Elle a quatre ans. Je pensais qu’elle était trop petite pour ça, je voulais l’épargner encore quelques années, je n’avais pas envie qu’elle soit confrontée à ça à son âge.
Quand on est parent, on sait qu’on doit préparer nos enfants, les informer au mieux des dangers, leur donner des armes et des pistes pour savoir ce qui est bon pour eux, ou non.
On sait qu’on doit leur parler de l’intimité, du consentement, du respect de l’autre, de sexualité aussi, avec des bons mots, adaptés à leur âge.

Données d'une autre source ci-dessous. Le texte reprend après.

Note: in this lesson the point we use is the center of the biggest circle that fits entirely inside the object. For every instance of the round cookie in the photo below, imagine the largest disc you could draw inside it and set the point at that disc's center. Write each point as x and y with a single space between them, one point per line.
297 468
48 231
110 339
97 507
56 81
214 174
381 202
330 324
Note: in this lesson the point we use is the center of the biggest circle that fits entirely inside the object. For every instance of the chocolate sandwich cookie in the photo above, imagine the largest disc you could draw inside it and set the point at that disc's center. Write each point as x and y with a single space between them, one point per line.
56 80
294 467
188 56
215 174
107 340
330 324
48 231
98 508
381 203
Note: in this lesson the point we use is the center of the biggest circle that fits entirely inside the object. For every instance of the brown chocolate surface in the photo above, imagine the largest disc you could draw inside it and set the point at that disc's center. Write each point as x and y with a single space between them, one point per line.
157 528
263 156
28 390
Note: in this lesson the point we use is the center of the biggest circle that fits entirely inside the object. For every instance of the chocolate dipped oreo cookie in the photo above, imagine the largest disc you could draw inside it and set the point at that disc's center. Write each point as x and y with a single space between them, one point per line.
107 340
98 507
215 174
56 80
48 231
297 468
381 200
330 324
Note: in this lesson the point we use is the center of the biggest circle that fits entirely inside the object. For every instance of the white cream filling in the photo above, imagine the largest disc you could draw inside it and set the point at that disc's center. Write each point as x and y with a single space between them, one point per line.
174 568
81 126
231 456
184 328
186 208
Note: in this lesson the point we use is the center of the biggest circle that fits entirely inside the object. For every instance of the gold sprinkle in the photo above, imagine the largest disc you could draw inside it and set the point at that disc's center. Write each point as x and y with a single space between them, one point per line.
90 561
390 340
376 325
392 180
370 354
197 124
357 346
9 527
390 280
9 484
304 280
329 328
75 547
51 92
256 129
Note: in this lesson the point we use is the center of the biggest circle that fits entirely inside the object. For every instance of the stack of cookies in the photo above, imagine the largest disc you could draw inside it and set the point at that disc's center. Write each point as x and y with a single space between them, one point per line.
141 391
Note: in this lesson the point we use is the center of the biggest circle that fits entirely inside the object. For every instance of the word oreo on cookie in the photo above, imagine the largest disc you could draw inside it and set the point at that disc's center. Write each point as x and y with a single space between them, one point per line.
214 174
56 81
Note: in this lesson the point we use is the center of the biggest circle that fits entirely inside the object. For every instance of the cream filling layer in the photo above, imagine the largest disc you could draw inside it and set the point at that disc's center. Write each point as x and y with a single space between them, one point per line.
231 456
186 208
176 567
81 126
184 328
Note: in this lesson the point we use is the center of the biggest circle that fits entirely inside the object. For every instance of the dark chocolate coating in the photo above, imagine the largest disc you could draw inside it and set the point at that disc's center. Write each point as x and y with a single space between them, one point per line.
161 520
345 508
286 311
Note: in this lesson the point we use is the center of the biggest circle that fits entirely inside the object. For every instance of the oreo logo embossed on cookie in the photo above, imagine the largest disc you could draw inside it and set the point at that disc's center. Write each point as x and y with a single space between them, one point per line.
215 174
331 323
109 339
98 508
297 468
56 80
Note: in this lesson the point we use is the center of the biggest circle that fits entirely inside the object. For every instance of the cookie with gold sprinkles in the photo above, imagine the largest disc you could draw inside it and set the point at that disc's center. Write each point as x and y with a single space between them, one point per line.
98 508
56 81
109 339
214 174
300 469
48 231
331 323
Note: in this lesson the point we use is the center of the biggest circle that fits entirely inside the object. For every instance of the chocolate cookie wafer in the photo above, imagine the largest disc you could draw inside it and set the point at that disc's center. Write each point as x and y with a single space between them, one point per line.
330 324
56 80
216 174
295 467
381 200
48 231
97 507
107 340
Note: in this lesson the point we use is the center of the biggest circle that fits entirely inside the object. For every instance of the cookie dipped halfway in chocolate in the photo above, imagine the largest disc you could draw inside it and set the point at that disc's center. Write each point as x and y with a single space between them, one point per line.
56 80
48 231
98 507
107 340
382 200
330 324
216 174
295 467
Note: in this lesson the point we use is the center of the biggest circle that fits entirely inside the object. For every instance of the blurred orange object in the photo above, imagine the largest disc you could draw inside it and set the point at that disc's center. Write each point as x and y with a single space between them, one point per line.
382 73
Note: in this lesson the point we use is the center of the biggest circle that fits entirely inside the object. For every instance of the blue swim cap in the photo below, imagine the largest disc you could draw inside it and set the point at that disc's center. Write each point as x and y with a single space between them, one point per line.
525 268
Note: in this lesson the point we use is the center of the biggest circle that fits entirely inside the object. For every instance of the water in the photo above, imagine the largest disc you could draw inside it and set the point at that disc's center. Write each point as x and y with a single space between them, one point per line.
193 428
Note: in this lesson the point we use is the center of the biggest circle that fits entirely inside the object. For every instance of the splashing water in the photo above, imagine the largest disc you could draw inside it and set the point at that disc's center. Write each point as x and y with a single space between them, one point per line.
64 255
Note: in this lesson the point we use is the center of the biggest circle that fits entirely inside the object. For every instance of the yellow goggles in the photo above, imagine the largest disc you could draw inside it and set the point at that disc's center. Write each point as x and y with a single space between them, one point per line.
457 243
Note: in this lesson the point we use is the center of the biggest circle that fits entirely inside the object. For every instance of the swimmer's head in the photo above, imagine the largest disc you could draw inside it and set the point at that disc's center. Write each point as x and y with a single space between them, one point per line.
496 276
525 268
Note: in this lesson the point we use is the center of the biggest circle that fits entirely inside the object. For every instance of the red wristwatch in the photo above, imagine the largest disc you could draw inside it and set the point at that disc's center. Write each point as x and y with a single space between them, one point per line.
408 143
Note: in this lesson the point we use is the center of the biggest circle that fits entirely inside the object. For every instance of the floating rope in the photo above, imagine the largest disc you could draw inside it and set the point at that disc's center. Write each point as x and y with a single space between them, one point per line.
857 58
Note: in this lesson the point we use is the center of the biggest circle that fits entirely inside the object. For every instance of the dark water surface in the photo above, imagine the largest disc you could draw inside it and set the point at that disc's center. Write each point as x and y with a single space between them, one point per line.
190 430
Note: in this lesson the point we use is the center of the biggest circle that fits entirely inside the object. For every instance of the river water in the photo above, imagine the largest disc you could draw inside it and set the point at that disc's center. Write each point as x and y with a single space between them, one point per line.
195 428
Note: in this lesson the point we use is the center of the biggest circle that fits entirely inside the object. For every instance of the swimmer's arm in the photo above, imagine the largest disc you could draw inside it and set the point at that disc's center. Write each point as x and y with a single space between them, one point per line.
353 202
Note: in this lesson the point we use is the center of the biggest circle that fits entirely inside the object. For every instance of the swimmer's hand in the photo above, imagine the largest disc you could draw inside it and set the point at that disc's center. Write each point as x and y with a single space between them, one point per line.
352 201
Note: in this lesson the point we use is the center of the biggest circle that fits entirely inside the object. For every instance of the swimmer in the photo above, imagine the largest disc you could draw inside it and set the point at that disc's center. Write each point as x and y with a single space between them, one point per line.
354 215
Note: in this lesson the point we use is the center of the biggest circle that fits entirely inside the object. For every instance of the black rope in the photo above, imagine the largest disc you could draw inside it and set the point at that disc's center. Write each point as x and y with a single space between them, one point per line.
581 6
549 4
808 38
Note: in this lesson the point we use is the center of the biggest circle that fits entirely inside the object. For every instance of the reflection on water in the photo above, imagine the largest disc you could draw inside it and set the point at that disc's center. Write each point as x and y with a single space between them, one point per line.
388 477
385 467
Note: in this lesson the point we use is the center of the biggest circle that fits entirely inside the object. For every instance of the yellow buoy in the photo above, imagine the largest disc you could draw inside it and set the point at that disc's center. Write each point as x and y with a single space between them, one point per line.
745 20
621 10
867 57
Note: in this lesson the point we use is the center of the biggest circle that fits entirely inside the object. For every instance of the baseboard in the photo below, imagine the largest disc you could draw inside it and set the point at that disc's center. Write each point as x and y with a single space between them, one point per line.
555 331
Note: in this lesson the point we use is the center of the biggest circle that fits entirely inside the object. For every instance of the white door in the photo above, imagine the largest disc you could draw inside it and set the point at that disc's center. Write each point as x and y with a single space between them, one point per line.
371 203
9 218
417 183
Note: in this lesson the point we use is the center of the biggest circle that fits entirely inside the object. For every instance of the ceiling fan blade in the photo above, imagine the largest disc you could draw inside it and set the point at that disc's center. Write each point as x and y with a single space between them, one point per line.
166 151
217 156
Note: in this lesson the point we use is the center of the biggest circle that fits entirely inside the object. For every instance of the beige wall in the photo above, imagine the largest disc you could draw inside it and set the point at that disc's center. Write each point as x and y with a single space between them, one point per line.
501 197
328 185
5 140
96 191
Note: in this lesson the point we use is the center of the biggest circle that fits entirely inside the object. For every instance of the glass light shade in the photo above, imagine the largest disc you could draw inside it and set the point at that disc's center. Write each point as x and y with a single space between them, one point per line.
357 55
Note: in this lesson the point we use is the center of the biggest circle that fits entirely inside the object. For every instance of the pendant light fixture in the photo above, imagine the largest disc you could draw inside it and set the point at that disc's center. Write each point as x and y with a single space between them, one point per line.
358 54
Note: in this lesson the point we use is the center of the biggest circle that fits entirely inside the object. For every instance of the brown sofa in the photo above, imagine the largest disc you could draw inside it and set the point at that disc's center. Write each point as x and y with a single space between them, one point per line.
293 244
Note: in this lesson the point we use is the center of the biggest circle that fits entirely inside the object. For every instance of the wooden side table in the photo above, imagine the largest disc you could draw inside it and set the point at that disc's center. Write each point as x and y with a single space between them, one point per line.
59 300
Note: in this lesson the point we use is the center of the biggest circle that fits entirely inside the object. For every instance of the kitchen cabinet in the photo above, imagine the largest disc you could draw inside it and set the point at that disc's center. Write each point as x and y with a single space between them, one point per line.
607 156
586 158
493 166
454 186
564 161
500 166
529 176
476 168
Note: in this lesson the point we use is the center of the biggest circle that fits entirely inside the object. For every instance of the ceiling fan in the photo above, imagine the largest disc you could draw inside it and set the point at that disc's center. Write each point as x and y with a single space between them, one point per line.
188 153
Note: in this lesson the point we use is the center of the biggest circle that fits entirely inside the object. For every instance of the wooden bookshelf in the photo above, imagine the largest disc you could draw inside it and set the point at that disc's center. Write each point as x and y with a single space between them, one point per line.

Mais là, je n’étais pas prête, et j’ai fait ce que j’ai pu pour lui expliquer, avec des mots qu’elle pouvait comprendre. Je lui ai dit qu’elle devait se fier à ce qu’elle ressentait, et qu’elle devait toujours, comme elle venait de le faire avec brio pendant cet épisode nul, écouter ce que je lui disais et me suivre.
Qu’elle était peut-être trop petite pour comprendre qu’une situation pouvait être dangereuse, mais que moi je savais, et que j’étais là pour la protéger. Que c’était mon boulot, en tant que parent, de faire en sorte que personne ne lui fasse de mal.
Nous avons eu de la chance pendant cette balade, puisqu’à la fin rien de « grave » n’est arrivé. Nous n’avons pas été attouchées, nous avons pu rentrer chez nous saines et sauves, et même si elle a continué pendant quelques jours à me parler de ce « monsieur bizarre », il ne restera rien d’autre dans sa tête qu’un souvenir un peu flou d’un moment où elle a senti ma peur.
Mais comment la préparer sans l’effrayer à vivre ça de nouveau pendant les prochaines années ? Comment lui expliquer ?
Le pire ? Ça recommencera sûrement
Je suis en colère. J’ai envie de retrouver ce type et de lui faire mal physiquement, j’ai envie de lui cracher dessus et de l’humilier publiquement. Je veux lui faire du mal parce qu’il m’a empêché de me défendre en s’attaquant à moi alors que ma fille était là. J’ai envie de lui hurler dessus, de lui dire qu’il n’est qu’un moins que rien, qu’une ordure qui ne mérite pas d’exister.
Il a gâché mon moment avec ma fille où on ne se souciait de rien sauf de nous, où on ne pensait pas au danger, où on jouait à s’attraper en se marrant. Il a gâché ce moment parfait pour y imposer une vision sexuelle, imposée, déplacée, rabaissante et dégradante, en y mêlant l’innocence de mon enfant.
Il est entré dans notre sphère pour y déverser sa crasse, et je crois que je pourrais lui péter la gueule pour ça. Sa violence sexuelle réveille ma violence physique, c’est un mécanisme de défense comme un autre.
Mais le pire dans tout ça, c’est que si cette situation doit se reproduire et que je suis accompagnée de celle que j’ai mis au monde, j’aurais certainement la même réaction, à savoir fuir le plus loin possible pour qu’elle soit épargnée. À chaque fois, il gagnera, lui ou un autre. Et ça me met tellement en colère, si vous saviez.